There are many free datasets that are available in the public domain. These are excellent candidates for evaluating your Hadoop MapReduce algorithms. Below are two useful sources

* [Kaggle Datasets](https://www.kaggle.com/datasets)  
* [Open-source Datasets for Text Classificatoin](https://analyticsindiamag.com/10-open-source-datasets-for-text-classification/)

Some of theses datasets are large and can take a long time to download. For your convenience we have copeid portions of these datasets into our course Git repository. When you cloned the repo, the datasets were downloaded with it. 

In this tutorial we will be working with the Lord of the Rings dataset which contains the full text of the [LOTR trilogy](https://en.wikipedia.org/wiki/The_Lord_of_the_Rings). 

Let's copy the files into our input directory. 

In [15]:
!cp hadoop_map_reduce/code/datasets/LOTR/*.txt test_input/

##<a name="runtime"></a>Controlling Hadoop Job Parameters 

Now we are all set to run our MapReduce Hadoop job. 

As a reminder, the general format for the command for running a MapReduce Hadoop job is as follows: 

```bash 
hadoop jar hadoop-streaming.jar \
-input name_of_input_file \
-output name_of_output_directory \
-file name_of_mapper_file \
-mapper the_mapper_cmd \
-file name_of_reducer_file \
-reducer the_reducer_cmd \
```

### Selecting input files
We will first run our Word Count MapReduce on the Fellowship of the Ring text.

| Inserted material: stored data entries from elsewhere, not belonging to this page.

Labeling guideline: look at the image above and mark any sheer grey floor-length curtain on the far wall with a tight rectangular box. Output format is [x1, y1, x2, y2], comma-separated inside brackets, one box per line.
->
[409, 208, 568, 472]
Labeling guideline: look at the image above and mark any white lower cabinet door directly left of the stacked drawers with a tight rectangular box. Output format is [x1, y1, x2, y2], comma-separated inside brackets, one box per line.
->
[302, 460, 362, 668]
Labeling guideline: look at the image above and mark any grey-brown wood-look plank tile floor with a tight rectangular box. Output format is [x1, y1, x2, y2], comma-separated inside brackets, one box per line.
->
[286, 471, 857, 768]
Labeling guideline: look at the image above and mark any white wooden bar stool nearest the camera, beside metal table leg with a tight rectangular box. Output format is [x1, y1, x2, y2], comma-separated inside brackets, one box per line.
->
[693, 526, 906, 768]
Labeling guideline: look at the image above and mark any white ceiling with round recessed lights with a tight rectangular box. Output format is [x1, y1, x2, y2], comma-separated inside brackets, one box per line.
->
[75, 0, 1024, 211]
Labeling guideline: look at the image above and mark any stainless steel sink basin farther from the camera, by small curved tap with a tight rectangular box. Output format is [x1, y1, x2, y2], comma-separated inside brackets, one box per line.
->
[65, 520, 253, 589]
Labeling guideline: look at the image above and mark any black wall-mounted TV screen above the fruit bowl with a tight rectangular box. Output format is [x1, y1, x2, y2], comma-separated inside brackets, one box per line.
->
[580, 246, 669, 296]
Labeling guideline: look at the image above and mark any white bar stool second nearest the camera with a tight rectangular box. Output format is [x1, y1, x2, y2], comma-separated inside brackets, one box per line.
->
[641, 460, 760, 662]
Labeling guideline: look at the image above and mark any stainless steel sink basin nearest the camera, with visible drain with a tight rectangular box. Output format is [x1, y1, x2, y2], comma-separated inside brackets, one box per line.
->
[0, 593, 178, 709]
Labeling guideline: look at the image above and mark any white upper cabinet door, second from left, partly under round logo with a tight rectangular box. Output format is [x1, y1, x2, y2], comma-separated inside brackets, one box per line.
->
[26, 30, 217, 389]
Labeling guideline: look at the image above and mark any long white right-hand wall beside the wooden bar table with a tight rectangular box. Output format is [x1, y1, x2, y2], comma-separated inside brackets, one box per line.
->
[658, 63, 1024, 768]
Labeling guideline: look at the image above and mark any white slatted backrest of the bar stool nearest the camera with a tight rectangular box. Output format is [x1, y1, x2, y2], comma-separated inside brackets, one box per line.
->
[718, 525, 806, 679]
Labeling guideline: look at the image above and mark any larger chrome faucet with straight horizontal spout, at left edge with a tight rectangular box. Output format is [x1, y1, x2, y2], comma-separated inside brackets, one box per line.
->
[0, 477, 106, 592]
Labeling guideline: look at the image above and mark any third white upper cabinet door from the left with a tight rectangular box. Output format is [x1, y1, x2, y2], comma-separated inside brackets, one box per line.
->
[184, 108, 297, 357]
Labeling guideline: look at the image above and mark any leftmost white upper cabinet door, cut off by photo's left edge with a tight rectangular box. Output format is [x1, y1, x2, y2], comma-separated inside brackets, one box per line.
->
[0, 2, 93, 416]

Note, we do not need to type the full name of the input file. We can use a wildcard to let the system figure out which files we want to use for this MapReduce job. When we say, `the_fellowship*.txt`, the system will look for all files in the input directory that begin with the word `the_fellowship`.  

In [None]:
!rm -rf test_output
!/usr/local/hadoop-3.3.1/bin/hadoop jar /usr/local/hadoop-3.3.1/share/hadoop/tools/lib/hadoop-streaming-3.3.1.jar -input test_input/the_fellowship*.txt -output test_output -file mapper_advanced.py  -file reducer.py  -mapper 'python mapper_advanced.py'  -reducer 'python reducer.py'

If everything went ok, you should see a whole bunch of output. The last line should give you the name of the output directory. 

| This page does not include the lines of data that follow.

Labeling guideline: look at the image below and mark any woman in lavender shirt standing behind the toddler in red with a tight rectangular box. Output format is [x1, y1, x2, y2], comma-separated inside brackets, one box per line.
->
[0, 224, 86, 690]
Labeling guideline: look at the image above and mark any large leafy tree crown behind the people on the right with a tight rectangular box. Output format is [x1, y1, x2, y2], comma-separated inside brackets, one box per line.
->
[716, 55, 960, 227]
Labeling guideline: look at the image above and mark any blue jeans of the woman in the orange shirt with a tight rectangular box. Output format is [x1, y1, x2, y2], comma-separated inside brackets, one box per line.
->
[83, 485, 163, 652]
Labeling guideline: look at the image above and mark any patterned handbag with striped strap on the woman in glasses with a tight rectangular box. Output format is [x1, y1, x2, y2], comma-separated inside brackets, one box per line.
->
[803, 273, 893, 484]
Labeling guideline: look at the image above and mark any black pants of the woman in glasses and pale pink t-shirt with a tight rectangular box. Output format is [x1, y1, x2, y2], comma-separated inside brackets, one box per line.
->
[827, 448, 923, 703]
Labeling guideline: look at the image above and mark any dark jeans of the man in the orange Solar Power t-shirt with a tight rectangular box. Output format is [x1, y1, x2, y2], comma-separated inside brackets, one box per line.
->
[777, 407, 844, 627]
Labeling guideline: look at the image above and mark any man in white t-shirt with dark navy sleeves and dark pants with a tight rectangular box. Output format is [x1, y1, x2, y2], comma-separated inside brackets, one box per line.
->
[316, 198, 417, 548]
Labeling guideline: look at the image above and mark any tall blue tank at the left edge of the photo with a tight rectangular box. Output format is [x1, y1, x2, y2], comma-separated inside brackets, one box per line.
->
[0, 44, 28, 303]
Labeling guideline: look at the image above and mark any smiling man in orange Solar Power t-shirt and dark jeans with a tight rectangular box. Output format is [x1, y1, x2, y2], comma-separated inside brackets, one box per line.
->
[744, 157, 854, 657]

Let's check the contents of the output directory. 

In [None]:
!ls -ltr test_output

`part-00000` is the file that should contain the results of output of the word count program. You should see a recent timestamp on this file. Let's check the contents of that file. Because there are _many_ words in LOTR, we will just look at the count for the first 200 words using the Linux `head` command (`| head -200`)

In [None]:
!cat test_output/part-00000 | head -200

##<a name="output"></a>Analyzing the Output 

Understandabaly, the output file is quite large and the data by itself does not give us any insight about the writing style of Tolkien. Typically, we would feed the word count data to another algorithm to analyze. Here, we will simply sort the output by occurrennce count to find out which words appear most frequently in The Fellowship of the Ring. 

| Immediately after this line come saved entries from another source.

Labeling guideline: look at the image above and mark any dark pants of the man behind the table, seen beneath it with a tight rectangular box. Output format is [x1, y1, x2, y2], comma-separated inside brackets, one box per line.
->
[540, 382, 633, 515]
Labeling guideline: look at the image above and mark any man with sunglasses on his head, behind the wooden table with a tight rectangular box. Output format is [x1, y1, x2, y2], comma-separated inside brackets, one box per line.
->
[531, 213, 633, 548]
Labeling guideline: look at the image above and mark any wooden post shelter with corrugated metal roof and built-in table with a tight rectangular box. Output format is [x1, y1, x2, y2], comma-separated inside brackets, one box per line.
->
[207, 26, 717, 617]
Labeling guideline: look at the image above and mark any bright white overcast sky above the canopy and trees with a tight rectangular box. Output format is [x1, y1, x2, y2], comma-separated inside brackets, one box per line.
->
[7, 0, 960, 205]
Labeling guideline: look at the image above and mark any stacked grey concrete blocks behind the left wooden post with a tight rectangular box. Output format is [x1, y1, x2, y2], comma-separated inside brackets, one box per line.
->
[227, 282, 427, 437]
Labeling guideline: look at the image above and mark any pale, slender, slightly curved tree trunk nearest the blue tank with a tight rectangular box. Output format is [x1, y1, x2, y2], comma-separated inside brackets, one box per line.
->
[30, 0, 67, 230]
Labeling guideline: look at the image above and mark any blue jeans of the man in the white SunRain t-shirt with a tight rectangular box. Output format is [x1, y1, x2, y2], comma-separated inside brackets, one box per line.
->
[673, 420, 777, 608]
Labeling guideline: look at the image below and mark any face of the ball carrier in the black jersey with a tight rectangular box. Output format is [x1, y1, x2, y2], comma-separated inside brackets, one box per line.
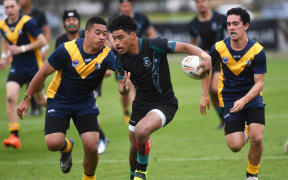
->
[113, 29, 136, 54]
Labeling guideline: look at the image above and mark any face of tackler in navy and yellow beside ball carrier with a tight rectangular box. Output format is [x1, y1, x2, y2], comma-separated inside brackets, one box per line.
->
[85, 24, 108, 49]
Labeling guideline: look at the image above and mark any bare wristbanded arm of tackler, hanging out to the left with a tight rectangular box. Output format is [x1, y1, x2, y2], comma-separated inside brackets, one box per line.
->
[17, 62, 55, 119]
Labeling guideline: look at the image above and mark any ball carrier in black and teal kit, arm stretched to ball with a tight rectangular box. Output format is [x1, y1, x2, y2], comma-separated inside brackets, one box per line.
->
[109, 15, 211, 180]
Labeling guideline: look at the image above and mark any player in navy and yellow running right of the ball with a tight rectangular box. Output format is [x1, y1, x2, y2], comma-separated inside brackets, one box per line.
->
[211, 8, 266, 180]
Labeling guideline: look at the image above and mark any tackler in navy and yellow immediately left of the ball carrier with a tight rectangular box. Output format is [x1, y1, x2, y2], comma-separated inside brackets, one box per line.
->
[17, 17, 116, 180]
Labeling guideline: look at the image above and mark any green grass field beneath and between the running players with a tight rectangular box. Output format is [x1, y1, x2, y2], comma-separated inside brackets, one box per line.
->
[0, 54, 288, 180]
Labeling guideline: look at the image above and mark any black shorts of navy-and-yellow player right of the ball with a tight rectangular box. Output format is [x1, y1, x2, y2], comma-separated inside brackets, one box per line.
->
[223, 107, 265, 135]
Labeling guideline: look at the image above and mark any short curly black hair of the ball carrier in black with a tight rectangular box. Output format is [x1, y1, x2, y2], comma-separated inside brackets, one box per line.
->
[108, 15, 137, 33]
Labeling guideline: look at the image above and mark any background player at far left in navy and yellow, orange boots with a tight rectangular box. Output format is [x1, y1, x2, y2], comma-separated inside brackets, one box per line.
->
[0, 0, 46, 148]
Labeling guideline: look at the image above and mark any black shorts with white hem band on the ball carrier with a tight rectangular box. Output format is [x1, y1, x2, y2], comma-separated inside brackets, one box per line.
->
[129, 97, 178, 132]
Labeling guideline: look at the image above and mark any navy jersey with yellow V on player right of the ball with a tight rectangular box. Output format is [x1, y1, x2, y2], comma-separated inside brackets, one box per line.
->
[210, 38, 266, 108]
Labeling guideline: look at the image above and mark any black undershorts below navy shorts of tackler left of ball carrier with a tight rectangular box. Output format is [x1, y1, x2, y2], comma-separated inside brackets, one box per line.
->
[45, 114, 99, 135]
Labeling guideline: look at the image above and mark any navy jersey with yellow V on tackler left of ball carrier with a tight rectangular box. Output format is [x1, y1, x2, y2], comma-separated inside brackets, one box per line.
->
[47, 39, 116, 103]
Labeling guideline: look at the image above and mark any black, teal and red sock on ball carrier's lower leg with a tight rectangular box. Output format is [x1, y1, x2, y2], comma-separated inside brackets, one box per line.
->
[136, 139, 151, 171]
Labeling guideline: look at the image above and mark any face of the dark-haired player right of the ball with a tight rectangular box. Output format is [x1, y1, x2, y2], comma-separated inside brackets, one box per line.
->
[227, 14, 249, 40]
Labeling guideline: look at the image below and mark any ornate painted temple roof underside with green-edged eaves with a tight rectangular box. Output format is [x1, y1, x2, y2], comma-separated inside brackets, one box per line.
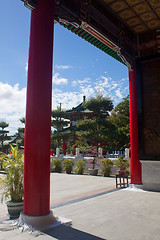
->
[22, 0, 160, 70]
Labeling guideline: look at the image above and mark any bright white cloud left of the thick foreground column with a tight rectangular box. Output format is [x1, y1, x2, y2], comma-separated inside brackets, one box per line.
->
[0, 82, 26, 134]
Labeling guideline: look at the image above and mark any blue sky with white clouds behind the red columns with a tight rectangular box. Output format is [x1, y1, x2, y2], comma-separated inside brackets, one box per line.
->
[0, 0, 129, 134]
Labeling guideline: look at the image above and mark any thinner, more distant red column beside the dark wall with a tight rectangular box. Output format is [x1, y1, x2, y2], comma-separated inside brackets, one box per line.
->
[129, 66, 142, 184]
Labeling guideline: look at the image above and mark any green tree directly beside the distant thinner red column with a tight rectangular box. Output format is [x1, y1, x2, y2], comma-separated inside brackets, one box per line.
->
[110, 96, 130, 149]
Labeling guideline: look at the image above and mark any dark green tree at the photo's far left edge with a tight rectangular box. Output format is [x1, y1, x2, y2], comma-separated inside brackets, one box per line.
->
[0, 122, 10, 152]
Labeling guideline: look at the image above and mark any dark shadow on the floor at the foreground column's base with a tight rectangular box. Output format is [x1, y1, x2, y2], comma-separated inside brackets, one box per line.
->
[44, 224, 106, 240]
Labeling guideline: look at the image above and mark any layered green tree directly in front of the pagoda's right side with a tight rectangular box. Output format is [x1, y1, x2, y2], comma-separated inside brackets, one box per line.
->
[76, 94, 114, 148]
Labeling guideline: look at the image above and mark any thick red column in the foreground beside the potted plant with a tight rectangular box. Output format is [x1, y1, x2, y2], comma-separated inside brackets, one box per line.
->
[24, 0, 54, 216]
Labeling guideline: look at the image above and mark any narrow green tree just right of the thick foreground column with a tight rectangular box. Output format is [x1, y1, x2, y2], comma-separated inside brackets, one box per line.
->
[51, 107, 69, 148]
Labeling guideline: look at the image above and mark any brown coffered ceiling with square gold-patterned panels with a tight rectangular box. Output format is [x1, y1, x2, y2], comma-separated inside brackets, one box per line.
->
[103, 0, 160, 33]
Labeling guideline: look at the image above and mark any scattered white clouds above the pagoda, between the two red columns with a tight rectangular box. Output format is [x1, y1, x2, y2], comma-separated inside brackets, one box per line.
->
[52, 73, 128, 109]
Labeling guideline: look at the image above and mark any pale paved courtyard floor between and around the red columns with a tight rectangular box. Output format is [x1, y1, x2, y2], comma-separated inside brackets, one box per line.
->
[0, 173, 160, 240]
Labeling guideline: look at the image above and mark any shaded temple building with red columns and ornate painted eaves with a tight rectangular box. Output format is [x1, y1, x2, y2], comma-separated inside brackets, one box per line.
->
[20, 0, 160, 227]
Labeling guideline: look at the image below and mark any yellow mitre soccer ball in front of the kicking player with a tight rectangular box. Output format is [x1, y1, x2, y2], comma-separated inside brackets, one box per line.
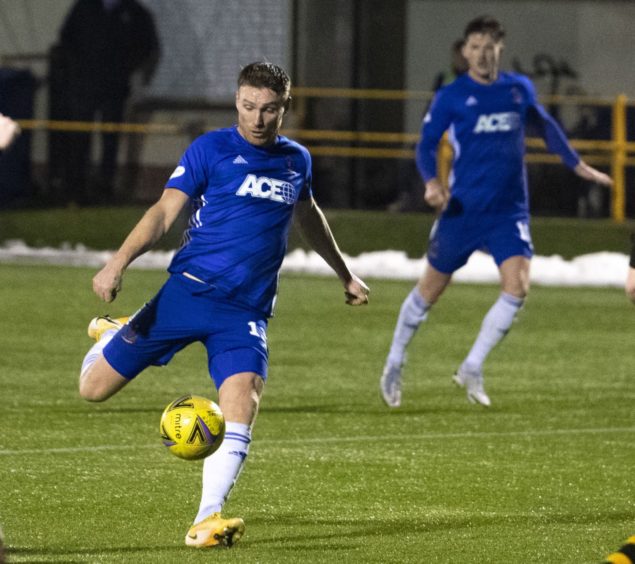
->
[161, 395, 225, 460]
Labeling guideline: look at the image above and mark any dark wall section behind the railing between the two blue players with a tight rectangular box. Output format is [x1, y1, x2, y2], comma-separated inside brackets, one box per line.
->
[295, 0, 407, 207]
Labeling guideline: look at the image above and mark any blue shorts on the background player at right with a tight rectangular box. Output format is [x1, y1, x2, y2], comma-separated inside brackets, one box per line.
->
[427, 216, 534, 274]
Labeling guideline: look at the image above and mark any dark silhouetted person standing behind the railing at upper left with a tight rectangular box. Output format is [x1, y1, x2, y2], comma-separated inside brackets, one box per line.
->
[49, 0, 160, 204]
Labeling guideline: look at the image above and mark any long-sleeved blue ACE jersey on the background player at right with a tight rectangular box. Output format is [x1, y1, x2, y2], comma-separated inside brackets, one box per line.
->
[416, 72, 580, 219]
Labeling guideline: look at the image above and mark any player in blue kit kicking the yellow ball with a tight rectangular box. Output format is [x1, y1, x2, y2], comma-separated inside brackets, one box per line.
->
[79, 63, 368, 547]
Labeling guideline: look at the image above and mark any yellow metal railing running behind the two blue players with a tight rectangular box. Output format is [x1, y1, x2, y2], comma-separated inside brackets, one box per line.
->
[19, 87, 635, 222]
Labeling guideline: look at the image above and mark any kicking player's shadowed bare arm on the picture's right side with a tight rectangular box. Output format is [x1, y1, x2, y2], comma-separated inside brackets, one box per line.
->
[295, 197, 370, 305]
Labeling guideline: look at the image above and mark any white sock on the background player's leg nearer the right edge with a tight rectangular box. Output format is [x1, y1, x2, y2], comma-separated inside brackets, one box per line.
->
[462, 292, 525, 371]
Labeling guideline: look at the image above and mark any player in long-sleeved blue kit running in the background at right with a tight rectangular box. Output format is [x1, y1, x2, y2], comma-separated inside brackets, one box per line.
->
[380, 16, 612, 407]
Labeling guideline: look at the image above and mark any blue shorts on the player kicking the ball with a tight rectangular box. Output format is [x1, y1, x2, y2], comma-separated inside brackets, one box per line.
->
[104, 274, 269, 389]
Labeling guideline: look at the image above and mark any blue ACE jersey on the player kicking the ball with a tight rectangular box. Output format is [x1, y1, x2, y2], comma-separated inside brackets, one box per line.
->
[166, 126, 311, 315]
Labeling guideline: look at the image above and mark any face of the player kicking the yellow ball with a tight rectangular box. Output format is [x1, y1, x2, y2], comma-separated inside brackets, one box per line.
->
[236, 85, 285, 146]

We can use the Linux `sort` utility to sort the ouput. We will sort the words in descending order (`-r` flag) and just look at the top 100 (`| head -100`) 

In [None]:
!sort -n -k 2 -r test_output/part-00000 | head -100

Does the output make sense? 

##<a name="performance"></a>Measuring Performance

Often times we are interested in how well the code performs. We can time the execution of the MapReduce code using the Linux `time` utility. To do this we will simply place the time command before the Hadoop MapReduce run command. This will re-run the MapReduce job and measure how long it took. 

In [None]:
!rm -rf test_output
!time /usr/local/hadoop-3.3.1/bin/hadoop jar /usr/local/hadoop-3.3.1/share/hadoop/tools/lib/hadoop-streaming-3.3.1.jar -input test_input/the_*.txt -output test_output -file mapper_advanced.py  -file reducer.py  -mapper 'python mapper_advanced.py'  -reducer 'python reducer.py'

The `time` commands gives us three times. The `real` time is total time elapsed and primarily what we are interested in. The `user` time, which is typically greater than `real` time is a measure of parallelism. The `sys` time is the time spent doing other work in the system. For more on the time command look at this [tutorial](https://www.journaldev.com/43534/time-command-in-linux)

## <a name="end"></a>Conclusion

That's it, you are done with this tutorial.